Here’s how the heavyweights really stack up:
PASSENGER CAR
Payload: 100kg (you)
Average fuel consumption: 11.3 litres/100km (source: Ausstats)
Payload-specific fuel consumption: 113 litres/100km/tonne
Conclusion: Oh dear…
LIGHT COMMERCIAL VEHICLE
Average Payload: 460kg (source: Ausstats)
Average fuel consumption: 13.0 litres/100km (source: Ausstats)
Payload-specific fuel consumption: 28.3 litres/100km/tonne
Conclusion: The ubiquitous tradie’s ute or van typically drinks 15 per cent more than the average car in absolute terms, but is exactly four times more efficient as a per-tonne payload conveyance than the average car.
RIGID TRUCK
Average Payload: 5624kg (source: Ausstats)
Average fuel consumption: 29.6 litres/100km (source: Ausstats)
Payload-specific fuel consumption: 5.26 litres/100km/tonne
Conclusion: With an average load of 5.6 tonnes aboard, the rigid truck shows just how efficient machines get when the payload is a serious proportion of all-up weight. Despite almost triple the thirst of an average passenger car – per kilometer – the rigid truck is 20 times more efficient at moving payload than a car with one passenger aboard.
ARTICULATED TRUCK
Average Payload: 24,112kg (source: Ausstats)
Average fuel consumption: 55.6 litres/100km (source: Ausstats)

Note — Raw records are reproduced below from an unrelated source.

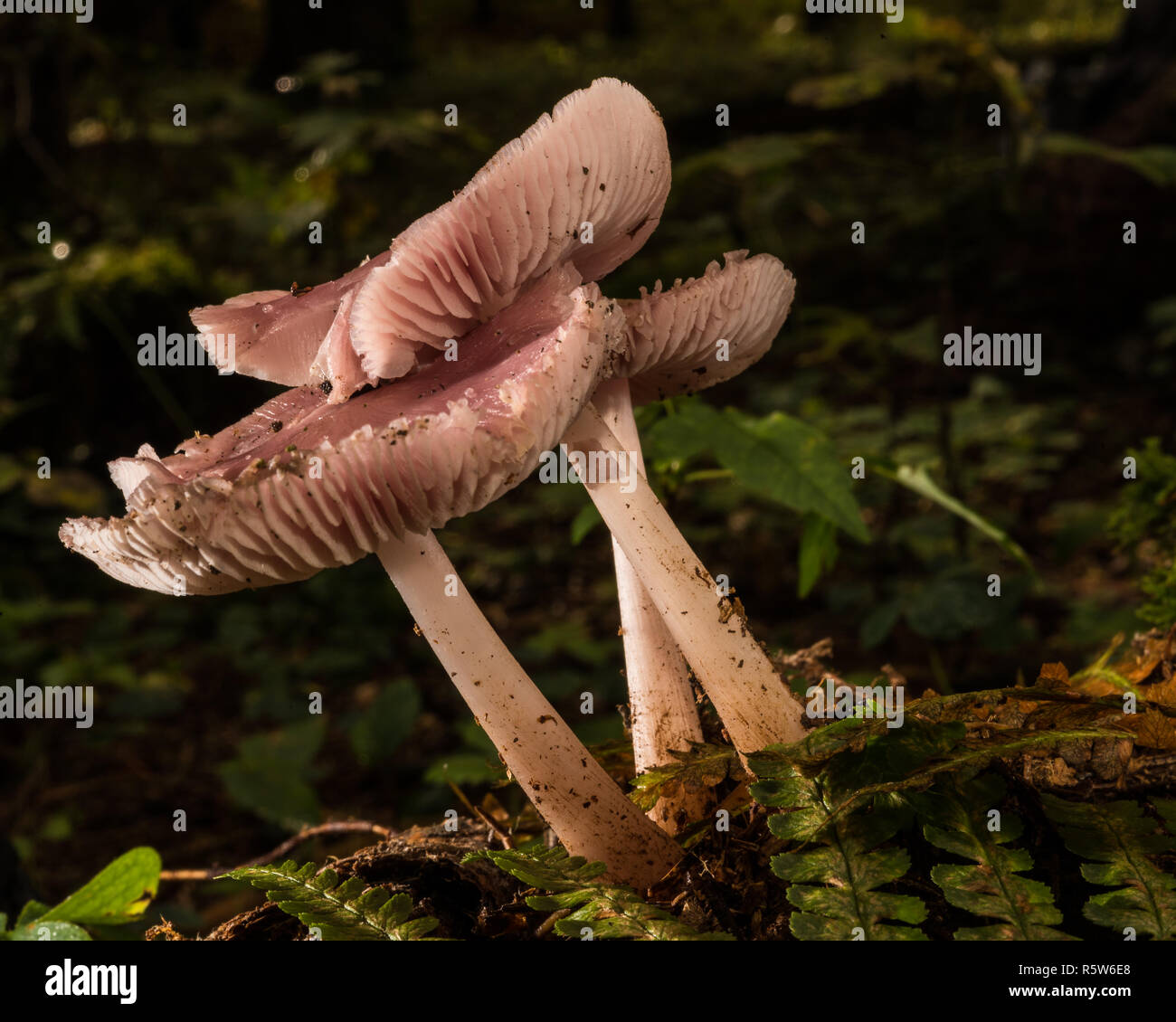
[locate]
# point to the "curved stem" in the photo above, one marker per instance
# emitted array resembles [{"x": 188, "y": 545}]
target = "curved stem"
[
  {"x": 661, "y": 699},
  {"x": 572, "y": 791},
  {"x": 749, "y": 696}
]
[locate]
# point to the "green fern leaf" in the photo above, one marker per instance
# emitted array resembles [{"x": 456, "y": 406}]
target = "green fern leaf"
[
  {"x": 992, "y": 887},
  {"x": 1116, "y": 838},
  {"x": 849, "y": 866},
  {"x": 342, "y": 912},
  {"x": 606, "y": 911}
]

Payload-specific fuel consumption: 2.31 litres/100km/tonne
Conclusion: You might not enjoy dicing with semi-trailers and B-doubles in traffic (who does?) but it’s a good thing all that freight isn’t being transported in the boots of cars instead – unless you’d like the transport cost component built into the price of basically all consumer goods to jump … fifty-fold.
BUS
Estimated Average Payload: 2000kg (20 people and luggage)
Average fuel consumption: 26.8 litres/100km (source: Ausstats)
Payload-specific fuel consumption: 13.4 litres/100km/tonne
Conclusion: Thinking of picking the low-hanging fruit from the ‘fuel conservation’ tree? Catch the bus instead. Peak-hour traffic’s no fun in any case. A half-full bus is almost 10 times more efficient that you on your lonesome in your car.
BOEING 747
Estimated Payload: 50,000kg (max. 568 people, source: Boeing)
Average fuel consumption: 1200 litres/100km (source: Boeing)
Payload-specific fuel consumption: 24 litres/100km/tonne
Conclusion: Okay – reality check – no, you can’t drive to Singapore, and, yes, the office is way too close to fly. A Boeing 747 drinks fuel faster than you can pour it from a jerry can: four litres per second, on average. That’s 12 litres for every kilometer, or a massive 150,000 litres in the course of a 10-hour flight. But it compares very favourably (at about four times better) to driving anywhere one-up. In fact, in the payload-specific fuel-efficiency stakes, flying at 30,000 feet is about the same as driving anywhere with four people aboard the average car – not to mention getting there eight times faster than the freeway limit.
CONTAINER SHIP EMMA MAERSK
Maximum Payload: 154,000,000kg (11,000 14-tonne shipping containers, source: Maersk)
Engine Output: 85,000kW
Payload-specific fuel consumption: better than 0.3 litres/100km/tonne
Conclusion: Irrelevant? Maybe – last time we looked it’s not a practical matter to sail the Emma Maersk to work with 1.54 million of your closest friends aboard. But it does demonstrate the logical extension of the concept. Just 300ml of hydrocarbons are required to push one tonne of payload a distance of 100km in the big Maersk container ship. In your average Aussie car, 113 litres – almost 400 times more – is required to do the same job. It’s the main reason why sea freight is dirt cheap.